Do we just need smarter people at the Federal Reserve?
January 17th, 2012No, no, no! Emphatically, NO!
This Friday, I covered the release of five-year-old transcripts last week by the Federal Reserve which show just how clueless everyone at the Fed was about the impending housing crisis and economic crash. If you didn’t give it a read, I highly recommend you check it out so you can marvel for yourself at “just how clueless everybody at the Federal Reserve was about the very thing that they are supposed to be the most well-informed and best-able to forecast and positively influence.”
In the article, I also point that there were many economic commentators (mostly of the Austrian school of economic thought) like Congressman Ron Paul and investment broker Peter Schiff who were able to predict the economic calamity to come, even with with less privileged knowledge than that available to the Federal Reserve’s open market committee members.

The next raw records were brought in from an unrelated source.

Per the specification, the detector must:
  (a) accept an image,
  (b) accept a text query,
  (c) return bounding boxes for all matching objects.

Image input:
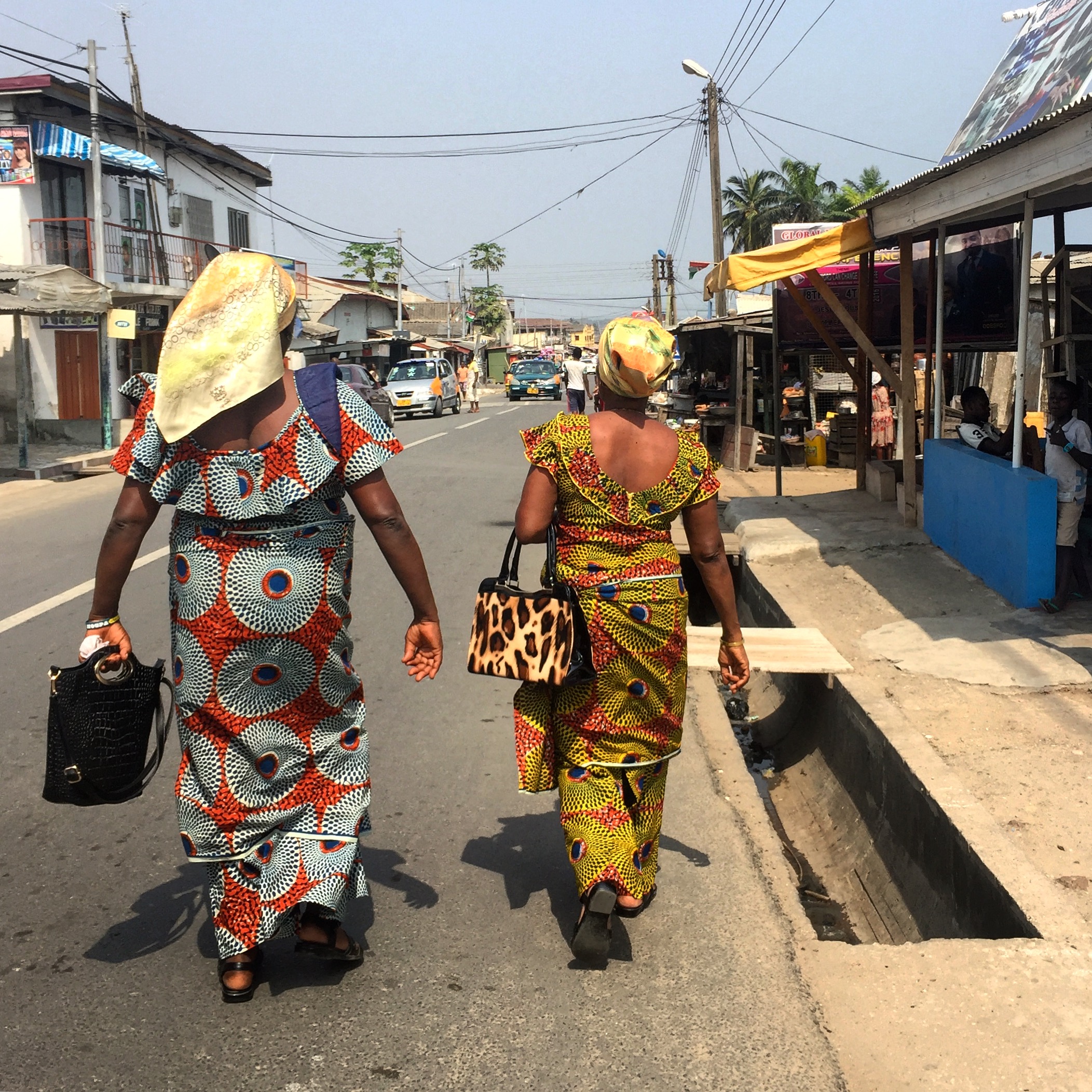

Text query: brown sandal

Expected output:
[216,948,265,1005]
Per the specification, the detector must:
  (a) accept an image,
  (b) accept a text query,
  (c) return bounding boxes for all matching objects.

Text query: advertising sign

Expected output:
[0,126,34,186]
[774,225,1019,351]
[940,0,1092,162]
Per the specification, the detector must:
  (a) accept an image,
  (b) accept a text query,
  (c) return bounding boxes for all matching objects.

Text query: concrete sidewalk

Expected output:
[712,470,1092,1090]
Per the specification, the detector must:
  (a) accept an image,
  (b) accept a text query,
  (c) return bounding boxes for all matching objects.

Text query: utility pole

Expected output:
[705,76,728,319]
[394,227,403,333]
[118,8,168,284]
[664,254,678,326]
[87,38,114,449]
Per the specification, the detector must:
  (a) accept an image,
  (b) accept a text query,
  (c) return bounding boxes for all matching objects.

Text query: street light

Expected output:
[683,60,727,318]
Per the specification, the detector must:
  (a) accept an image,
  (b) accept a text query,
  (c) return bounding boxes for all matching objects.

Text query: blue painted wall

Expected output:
[924,440,1058,607]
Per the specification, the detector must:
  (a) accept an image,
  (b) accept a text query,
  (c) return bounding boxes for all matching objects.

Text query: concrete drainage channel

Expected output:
[722,571,1041,944]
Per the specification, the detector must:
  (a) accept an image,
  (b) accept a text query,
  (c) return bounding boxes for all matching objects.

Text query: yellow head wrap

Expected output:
[155,253,296,443]
[598,317,675,399]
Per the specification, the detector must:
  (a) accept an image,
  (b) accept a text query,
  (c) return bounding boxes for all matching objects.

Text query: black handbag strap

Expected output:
[497,521,557,588]
[57,650,175,804]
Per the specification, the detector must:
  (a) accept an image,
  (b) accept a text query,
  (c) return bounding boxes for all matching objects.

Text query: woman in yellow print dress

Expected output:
[515,317,750,962]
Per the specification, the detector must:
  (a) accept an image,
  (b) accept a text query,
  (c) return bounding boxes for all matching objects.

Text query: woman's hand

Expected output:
[84,621,133,667]
[716,642,750,693]
[402,620,443,683]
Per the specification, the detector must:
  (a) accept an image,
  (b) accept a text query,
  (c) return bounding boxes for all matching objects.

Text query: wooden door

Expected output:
[56,330,103,420]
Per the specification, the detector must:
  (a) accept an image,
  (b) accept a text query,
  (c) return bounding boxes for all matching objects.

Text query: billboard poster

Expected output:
[940,0,1092,162]
[774,224,1019,351]
[0,126,34,186]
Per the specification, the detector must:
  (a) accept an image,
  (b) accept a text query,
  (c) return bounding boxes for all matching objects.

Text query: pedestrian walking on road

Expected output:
[565,345,585,413]
[88,253,442,1001]
[515,318,750,962]
[466,358,482,413]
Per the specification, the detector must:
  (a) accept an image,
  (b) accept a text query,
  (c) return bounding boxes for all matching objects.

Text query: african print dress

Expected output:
[113,375,402,958]
[515,414,720,899]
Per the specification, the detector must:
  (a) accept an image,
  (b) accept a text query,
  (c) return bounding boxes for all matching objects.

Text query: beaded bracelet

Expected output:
[87,615,121,633]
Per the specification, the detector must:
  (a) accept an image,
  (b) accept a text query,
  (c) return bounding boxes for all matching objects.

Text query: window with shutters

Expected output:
[182,193,216,242]
[227,209,250,250]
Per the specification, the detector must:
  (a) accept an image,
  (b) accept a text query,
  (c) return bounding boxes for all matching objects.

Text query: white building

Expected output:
[0,75,292,447]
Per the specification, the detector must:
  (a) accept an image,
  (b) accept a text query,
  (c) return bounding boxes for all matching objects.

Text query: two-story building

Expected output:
[0,75,290,447]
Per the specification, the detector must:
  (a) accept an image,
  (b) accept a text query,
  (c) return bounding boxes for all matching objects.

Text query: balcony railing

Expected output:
[31,216,307,299]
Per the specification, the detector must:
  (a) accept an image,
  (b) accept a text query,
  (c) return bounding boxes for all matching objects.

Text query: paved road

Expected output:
[0,400,841,1092]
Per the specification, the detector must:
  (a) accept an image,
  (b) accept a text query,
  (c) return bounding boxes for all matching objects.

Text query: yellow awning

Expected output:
[705,216,876,299]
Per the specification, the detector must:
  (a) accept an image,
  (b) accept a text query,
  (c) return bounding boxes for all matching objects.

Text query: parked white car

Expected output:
[384,357,463,417]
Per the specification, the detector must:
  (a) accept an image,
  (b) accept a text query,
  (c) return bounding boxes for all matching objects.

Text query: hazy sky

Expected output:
[0,0,1049,317]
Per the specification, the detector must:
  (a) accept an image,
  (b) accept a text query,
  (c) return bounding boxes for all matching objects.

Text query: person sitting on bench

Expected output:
[958,387,1043,472]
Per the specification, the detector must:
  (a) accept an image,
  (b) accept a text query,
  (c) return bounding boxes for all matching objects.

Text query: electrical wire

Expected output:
[0,11,87,49]
[224,126,690,159]
[739,0,836,106]
[725,0,786,91]
[189,106,690,140]
[732,105,934,162]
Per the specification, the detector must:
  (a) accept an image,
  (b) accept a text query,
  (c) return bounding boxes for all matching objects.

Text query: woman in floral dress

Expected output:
[87,253,442,1001]
[515,316,750,962]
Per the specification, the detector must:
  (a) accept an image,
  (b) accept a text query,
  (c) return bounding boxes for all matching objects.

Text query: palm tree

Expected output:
[775,156,849,224]
[721,170,782,254]
[470,242,506,286]
[833,166,888,220]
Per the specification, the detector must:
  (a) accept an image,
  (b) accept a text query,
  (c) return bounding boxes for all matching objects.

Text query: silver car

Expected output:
[384,357,463,417]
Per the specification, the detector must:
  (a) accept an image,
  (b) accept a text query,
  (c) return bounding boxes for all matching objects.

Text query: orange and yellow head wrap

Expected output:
[598,316,675,399]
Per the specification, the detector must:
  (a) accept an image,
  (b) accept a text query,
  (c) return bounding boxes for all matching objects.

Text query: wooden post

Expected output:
[11,313,31,471]
[744,334,755,428]
[855,253,872,492]
[899,234,917,527]
[732,333,748,471]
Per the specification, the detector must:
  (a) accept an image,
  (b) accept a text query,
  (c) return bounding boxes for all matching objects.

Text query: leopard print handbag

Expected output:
[466,524,595,686]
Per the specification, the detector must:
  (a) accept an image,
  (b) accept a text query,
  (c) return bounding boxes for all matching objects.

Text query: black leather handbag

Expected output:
[42,645,175,807]
[466,523,595,686]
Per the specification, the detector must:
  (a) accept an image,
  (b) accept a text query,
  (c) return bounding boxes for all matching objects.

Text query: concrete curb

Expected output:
[737,565,1089,941]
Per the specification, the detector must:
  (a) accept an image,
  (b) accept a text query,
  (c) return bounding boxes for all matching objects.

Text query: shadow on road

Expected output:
[462,804,708,952]
[84,847,440,965]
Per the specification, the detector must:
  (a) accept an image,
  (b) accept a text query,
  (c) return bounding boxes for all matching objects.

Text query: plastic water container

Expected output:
[804,428,827,466]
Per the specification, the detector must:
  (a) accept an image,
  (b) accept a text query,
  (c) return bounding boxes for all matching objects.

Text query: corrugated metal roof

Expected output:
[854,95,1092,209]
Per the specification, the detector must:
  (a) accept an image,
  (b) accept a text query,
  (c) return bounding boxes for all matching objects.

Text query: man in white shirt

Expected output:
[1040,379,1092,613]
[565,345,585,413]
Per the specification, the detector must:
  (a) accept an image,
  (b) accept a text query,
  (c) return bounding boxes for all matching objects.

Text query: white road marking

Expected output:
[402,432,448,451]
[0,546,170,633]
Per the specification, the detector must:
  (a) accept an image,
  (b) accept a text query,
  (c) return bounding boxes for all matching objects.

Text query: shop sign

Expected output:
[38,311,98,330]
[0,126,35,186]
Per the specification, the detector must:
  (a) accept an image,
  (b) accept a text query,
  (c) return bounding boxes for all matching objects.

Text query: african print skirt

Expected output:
[515,577,687,897]
[170,502,371,957]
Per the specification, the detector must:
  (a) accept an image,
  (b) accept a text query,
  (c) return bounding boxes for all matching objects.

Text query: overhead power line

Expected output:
[732,106,935,162]
[741,0,834,106]
[190,106,690,140]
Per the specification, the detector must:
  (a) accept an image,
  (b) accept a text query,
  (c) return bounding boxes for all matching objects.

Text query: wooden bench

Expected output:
[686,626,853,675]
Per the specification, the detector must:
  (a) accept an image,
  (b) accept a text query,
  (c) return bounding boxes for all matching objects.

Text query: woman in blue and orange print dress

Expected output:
[87,253,441,1001]
[515,316,749,962]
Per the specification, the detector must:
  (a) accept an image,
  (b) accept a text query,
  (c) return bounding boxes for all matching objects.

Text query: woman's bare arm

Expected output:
[346,470,443,683]
[515,466,557,546]
[87,479,159,663]
[683,497,750,690]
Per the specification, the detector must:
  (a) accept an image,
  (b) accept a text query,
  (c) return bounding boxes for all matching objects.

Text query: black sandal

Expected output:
[615,883,657,917]
[296,916,364,963]
[216,948,265,1005]
[569,881,618,963]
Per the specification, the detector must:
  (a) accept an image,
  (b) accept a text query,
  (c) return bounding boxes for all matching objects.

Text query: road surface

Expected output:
[0,399,842,1092]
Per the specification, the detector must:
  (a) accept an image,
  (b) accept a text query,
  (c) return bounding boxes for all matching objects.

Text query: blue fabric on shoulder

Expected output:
[296,361,340,455]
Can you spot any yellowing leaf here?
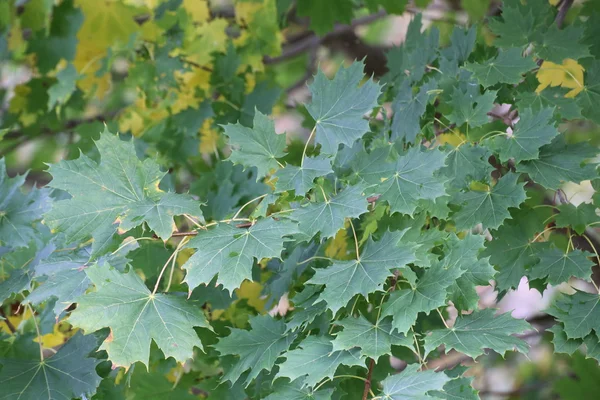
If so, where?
[235,281,267,312]
[535,58,585,98]
[183,0,210,23]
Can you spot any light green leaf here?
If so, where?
[214,315,296,386]
[487,108,558,163]
[307,231,419,314]
[277,336,365,387]
[447,87,498,128]
[381,365,450,400]
[465,48,537,88]
[183,218,296,292]
[333,315,414,360]
[275,156,333,196]
[425,308,531,358]
[223,110,286,178]
[68,265,211,368]
[381,260,465,334]
[306,62,381,155]
[454,173,527,230]
[355,146,446,215]
[290,185,369,240]
[0,333,102,400]
[44,129,202,255]
[517,135,598,190]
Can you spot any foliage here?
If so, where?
[0,0,600,400]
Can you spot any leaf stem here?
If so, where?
[348,218,360,261]
[300,125,317,168]
[152,236,189,296]
[25,303,44,362]
[232,193,268,219]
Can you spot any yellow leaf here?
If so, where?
[437,129,467,147]
[183,0,210,23]
[325,229,348,260]
[535,58,585,98]
[235,281,267,312]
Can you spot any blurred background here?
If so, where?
[0,0,600,399]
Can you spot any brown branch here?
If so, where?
[362,358,375,400]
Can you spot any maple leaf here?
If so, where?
[214,315,296,386]
[44,129,202,255]
[465,48,537,88]
[306,62,381,155]
[277,336,365,387]
[275,156,333,196]
[425,308,531,358]
[381,260,465,334]
[223,110,286,179]
[183,218,296,292]
[381,365,450,400]
[68,265,211,368]
[307,231,418,314]
[354,146,446,215]
[391,81,437,143]
[290,185,369,240]
[454,173,527,229]
[0,158,50,247]
[447,87,498,128]
[0,333,102,400]
[332,315,414,360]
[517,135,598,190]
[440,143,494,189]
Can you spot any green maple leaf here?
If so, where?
[576,60,600,124]
[447,87,498,128]
[69,265,211,367]
[483,209,549,290]
[0,158,50,247]
[547,324,593,354]
[290,185,369,240]
[223,110,286,179]
[48,64,79,111]
[264,378,334,400]
[307,231,418,314]
[44,129,202,255]
[488,108,558,163]
[275,156,333,196]
[355,146,446,215]
[381,365,450,400]
[214,315,296,386]
[547,291,600,339]
[489,0,552,47]
[383,14,440,87]
[554,203,600,235]
[440,143,494,189]
[391,81,437,143]
[517,135,598,190]
[0,333,102,400]
[381,260,465,334]
[277,336,365,387]
[529,248,595,285]
[183,218,296,292]
[442,235,496,310]
[515,85,582,120]
[333,315,414,360]
[425,308,531,358]
[298,0,354,36]
[464,48,537,88]
[535,24,590,64]
[306,60,381,155]
[454,173,527,230]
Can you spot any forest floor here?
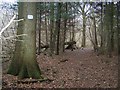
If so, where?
[3,48,118,88]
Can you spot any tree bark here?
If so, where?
[56,3,61,55]
[8,2,42,79]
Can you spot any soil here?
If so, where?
[3,48,118,88]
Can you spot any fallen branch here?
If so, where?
[17,78,53,84]
[3,34,27,40]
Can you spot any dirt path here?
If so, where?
[2,49,117,88]
[40,49,117,88]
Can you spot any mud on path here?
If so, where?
[3,48,117,88]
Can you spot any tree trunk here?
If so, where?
[8,2,42,79]
[56,3,61,55]
[116,1,120,89]
[38,2,42,55]
[93,16,98,51]
[63,2,68,52]
[45,2,48,45]
[50,2,54,55]
[81,12,86,47]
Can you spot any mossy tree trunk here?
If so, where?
[8,2,42,79]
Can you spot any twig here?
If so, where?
[3,34,27,39]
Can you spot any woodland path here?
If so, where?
[3,48,117,88]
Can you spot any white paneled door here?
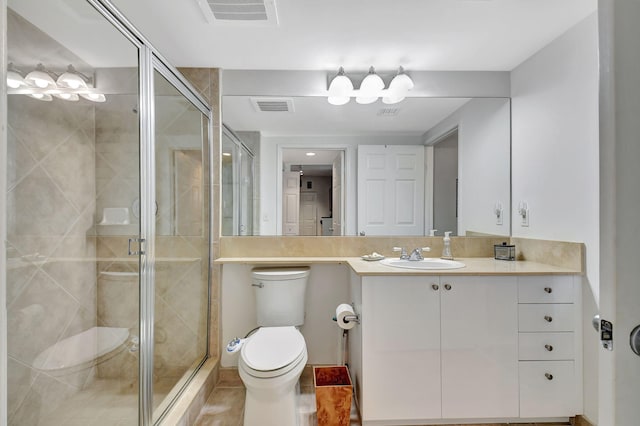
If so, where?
[358,145,424,235]
[282,172,300,235]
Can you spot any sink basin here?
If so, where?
[380,258,466,270]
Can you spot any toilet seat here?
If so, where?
[240,326,307,378]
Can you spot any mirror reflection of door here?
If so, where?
[282,172,300,235]
[433,129,458,235]
[332,151,344,235]
[281,148,344,236]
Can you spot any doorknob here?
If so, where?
[629,325,640,356]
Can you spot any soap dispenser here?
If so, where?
[442,231,453,260]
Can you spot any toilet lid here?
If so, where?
[241,326,306,371]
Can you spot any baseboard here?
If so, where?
[571,416,596,426]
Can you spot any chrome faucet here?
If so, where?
[393,247,431,261]
[392,247,409,260]
[409,247,431,260]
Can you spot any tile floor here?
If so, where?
[194,366,361,426]
[194,366,569,426]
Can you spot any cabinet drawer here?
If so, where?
[519,361,576,417]
[518,333,574,361]
[518,304,574,332]
[518,275,574,303]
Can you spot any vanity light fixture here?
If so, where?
[27,93,53,102]
[7,63,27,89]
[7,63,107,102]
[327,67,353,105]
[327,67,414,105]
[356,67,384,105]
[382,67,414,104]
[56,65,91,89]
[24,64,57,89]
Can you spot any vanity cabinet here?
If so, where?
[360,276,518,422]
[518,276,581,417]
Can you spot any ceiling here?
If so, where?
[222,96,469,136]
[107,0,597,71]
[8,0,597,71]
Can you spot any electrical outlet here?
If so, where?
[520,208,529,226]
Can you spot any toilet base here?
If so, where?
[238,354,308,426]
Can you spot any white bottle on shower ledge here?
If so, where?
[441,231,453,260]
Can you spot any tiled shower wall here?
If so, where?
[7,95,97,425]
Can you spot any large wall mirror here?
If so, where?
[222,95,511,236]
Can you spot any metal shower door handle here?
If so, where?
[129,238,145,256]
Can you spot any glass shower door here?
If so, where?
[2,0,140,426]
[153,68,210,421]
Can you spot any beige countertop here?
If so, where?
[215,257,582,276]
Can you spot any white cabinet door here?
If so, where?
[361,277,442,421]
[441,276,519,418]
[358,145,424,235]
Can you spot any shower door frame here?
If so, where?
[78,0,214,426]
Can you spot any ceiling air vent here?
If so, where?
[378,108,400,117]
[251,98,294,112]
[196,0,278,26]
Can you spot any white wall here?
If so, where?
[511,14,600,421]
[597,0,640,426]
[260,134,422,235]
[425,98,510,235]
[220,264,351,367]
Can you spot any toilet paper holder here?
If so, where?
[332,314,360,324]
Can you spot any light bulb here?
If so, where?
[7,70,26,89]
[80,93,107,102]
[327,96,351,106]
[356,67,384,105]
[24,64,56,89]
[329,67,353,97]
[382,67,414,104]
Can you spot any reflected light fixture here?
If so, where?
[356,67,384,105]
[7,63,107,102]
[78,92,107,102]
[27,93,53,102]
[24,64,56,89]
[327,67,353,105]
[382,67,414,104]
[56,65,91,89]
[327,66,414,105]
[7,63,27,89]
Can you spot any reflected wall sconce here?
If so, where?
[7,63,107,102]
[327,67,414,105]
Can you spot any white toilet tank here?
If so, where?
[251,266,309,327]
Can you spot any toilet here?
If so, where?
[238,267,309,426]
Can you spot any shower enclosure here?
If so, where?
[221,125,259,235]
[0,0,212,426]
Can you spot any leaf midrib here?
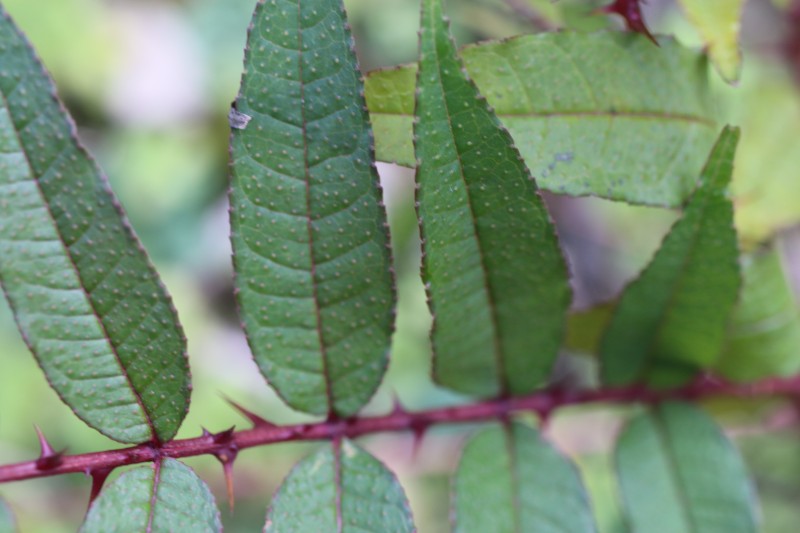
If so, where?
[297,0,341,416]
[0,87,159,440]
[418,9,508,396]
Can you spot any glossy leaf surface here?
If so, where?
[264,440,415,533]
[0,8,189,442]
[600,128,741,386]
[717,245,800,381]
[366,33,718,206]
[615,403,758,533]
[453,424,595,533]
[680,0,744,82]
[231,0,394,416]
[80,459,222,533]
[416,1,570,396]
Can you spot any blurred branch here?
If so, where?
[0,375,800,483]
[505,0,556,31]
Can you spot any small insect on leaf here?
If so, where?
[228,105,253,130]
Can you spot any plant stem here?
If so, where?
[0,375,800,483]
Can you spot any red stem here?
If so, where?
[0,375,800,483]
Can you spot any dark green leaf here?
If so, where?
[600,128,741,386]
[717,245,800,381]
[366,32,717,206]
[264,440,415,533]
[80,459,222,533]
[0,498,17,533]
[454,424,595,533]
[0,8,190,442]
[615,403,758,533]
[231,0,394,416]
[416,1,570,396]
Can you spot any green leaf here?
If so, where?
[0,8,190,442]
[415,0,570,396]
[264,440,415,533]
[731,62,800,244]
[453,423,595,533]
[615,403,758,533]
[717,245,800,381]
[231,0,394,416]
[80,459,222,533]
[564,301,617,355]
[0,498,17,533]
[680,0,744,83]
[600,127,741,386]
[366,32,718,207]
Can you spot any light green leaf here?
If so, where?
[0,498,17,533]
[564,302,617,355]
[453,423,595,533]
[80,459,222,533]
[415,0,570,396]
[615,403,758,533]
[366,32,718,206]
[231,0,394,416]
[717,244,800,381]
[600,127,741,386]
[732,63,800,245]
[680,0,744,82]
[264,440,415,533]
[0,8,190,442]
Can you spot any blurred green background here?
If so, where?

So is the solution to simply fire Ben Bernanke and company (as Newt Gingrich proposes) and replace them with “smarter” people like those who saw the housing crash coming literally years in advance? No!
As with many (maybe most) problems, the problem isn’t people, it’s process. The problem isn’t bad leadership, it’s the critically-flawed premise that a very small group of really smart people can successfully lead the trillions of economic decisions made by an entire world full of people– even if they really are “really smart” like those who saw the crash coming. It is in fact, those people who predicted the crash who said that the crash would happen as a result of central economic planning. Even the smartest person in the world cannot successfully run a critically-flawed system.
So what is the critical flaw in the system? As Austrian economist, F. A. Hayek wrote in The Fatal Conceit: “The curious task of economics is to demonstrate to men how little they really know about what they imagine they can design.” The flaw in the system is its premise that anybody could possibly have enough knowledge over something as complex as the modern global economy that they can guide and engineer its success better than the aggregate result of billions of human beings peacefully pursuing their own separate interests, cooperating and exchanging with each other on a mutually voluntary basis for their mutual benefit.
In a system like this (which some of us call “free market capitalism”), reality reigns supreme. The reality is that you cannot consume something you haven’t produced. You cannot magically conjure wealth and prosperity into existence. There ain’t no such thing as a free lunch. Risks or rewards come with every human action, and so material success results from the success of individual decision making. The false pretense of economic central planning is that the central planners can outsmart reality, that they can engineer a better future for people than their response to the natural and already-existing incentives of a reality that rewards productive behavior and does not reward unproductive behavior.
But any revolt against reality is doomed to fail. Revolt against the reality of gravity by jumping off of a cliff, and you’ll find that reality will not be cheated. Try to conjure up a free lunch for the world’s people via the printing press, and you’ll find that there ain’t no such thing as a free lunch. Try to engineer their behavior better than they can, and you’ll find that the reality of incentives and disincentives in our world– and their trillions of separate responses to those realities– would have done a better job. Those critics of the Federal Reserve who predicted the housing crisis don’t imagine they would have done better. Their argument is that the Federal Reserve shouldn’t have done anything at all. They want you to be free to make your own decisions, and they believe you and a billion others would do a better job than any central planner.